Find different angles

Never shoot the same picture as everyone else does. Move up, move down, take a picture of the crowd taking pictures. Even if the picture ends up being, all things considered, worse than the one that everyone takes, it’s yours. Overtime, as you train your angles, you will have creative pictures of popular subjects. 

Incense sticks in central Vietnam, 2018.

Don’t forget to play with ISO

Amateur photographers like me understand the concept of aperture and speed early in the process. The thing is, there are actually four variables in photography that can be used when the former two don’t. For example, if you’re taking urban pictures at night, you’d benefit a lot by increasing the ISO to a value that is still good in your camera (in my X-T20, I usually put at 3200).

Several cameras have a “fn” button somewhere that you can use to quickly change ISO. 

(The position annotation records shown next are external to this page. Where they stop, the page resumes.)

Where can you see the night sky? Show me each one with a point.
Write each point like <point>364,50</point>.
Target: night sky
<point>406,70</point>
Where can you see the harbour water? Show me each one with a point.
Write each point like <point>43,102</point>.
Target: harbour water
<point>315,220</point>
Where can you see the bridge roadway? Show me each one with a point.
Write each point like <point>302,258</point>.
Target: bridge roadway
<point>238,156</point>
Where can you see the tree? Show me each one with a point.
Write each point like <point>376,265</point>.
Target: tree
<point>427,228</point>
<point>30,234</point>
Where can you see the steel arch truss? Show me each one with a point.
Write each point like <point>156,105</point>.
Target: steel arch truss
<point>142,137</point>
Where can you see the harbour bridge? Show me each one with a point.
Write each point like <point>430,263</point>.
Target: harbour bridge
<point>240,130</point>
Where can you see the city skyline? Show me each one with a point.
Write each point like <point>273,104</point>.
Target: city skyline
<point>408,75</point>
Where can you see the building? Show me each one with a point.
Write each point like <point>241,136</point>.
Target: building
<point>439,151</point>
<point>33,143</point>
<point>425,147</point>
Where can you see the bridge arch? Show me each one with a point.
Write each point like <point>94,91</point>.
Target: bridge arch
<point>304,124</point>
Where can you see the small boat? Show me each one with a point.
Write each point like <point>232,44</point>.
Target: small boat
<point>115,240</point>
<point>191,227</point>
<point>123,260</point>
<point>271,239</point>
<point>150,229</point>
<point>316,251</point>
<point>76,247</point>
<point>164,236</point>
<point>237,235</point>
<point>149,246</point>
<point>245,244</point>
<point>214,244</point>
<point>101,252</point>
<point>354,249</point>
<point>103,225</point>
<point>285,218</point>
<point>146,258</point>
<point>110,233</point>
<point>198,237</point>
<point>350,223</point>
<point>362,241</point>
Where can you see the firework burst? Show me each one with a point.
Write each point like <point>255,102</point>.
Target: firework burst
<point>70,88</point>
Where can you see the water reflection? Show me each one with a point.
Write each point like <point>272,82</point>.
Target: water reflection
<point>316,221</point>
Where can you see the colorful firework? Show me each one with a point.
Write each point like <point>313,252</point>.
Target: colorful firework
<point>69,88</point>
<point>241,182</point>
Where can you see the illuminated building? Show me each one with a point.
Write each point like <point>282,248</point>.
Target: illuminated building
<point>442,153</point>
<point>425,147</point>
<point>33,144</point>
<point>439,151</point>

The basic rule I use is: use the minimum ISO possible during the day (or any scenario with very high luminance), and when I see that the camera is using a very low speed (something like 1/60 or lower), then I raise the ISO until I get it to a safe >1/100.

The art of focus

Playing with focus is core to telling the story you want: it adds depth, forces people to look first on the focused part of the picture and ignore the blurry parts, and it’s something that smartphones are miles away still from getting it right versus a good camera. 

I’ve been trying to be more deliberate about using aperture to pick a specific depth of field and telling a specific story. 

On this picture, only the first statue is in focus. 35mm f/2, 1/3800
All statues are (mostly) in focus. 35mm f/16, 1/75

Beware of the boiling frog in post

I do my minor post production using Darktable or directly on Google Photos, and I always over expose, over saturate, and over-you-name-it. When I look at the pictures I edited the next day, I always tweak them back about 30-40% to make it look much more natural.

Google photos is king

Speaking of Google Photos – it is, by far, the best way to manage my endless pictures. If you still have doubts, simply use the search function and you’ll be amazed. It’s completely free (although there’s a limit to 16MP but Google’s compression is pretty good).

Google Photos search treats your photos as your email: add everything, you can easily search later.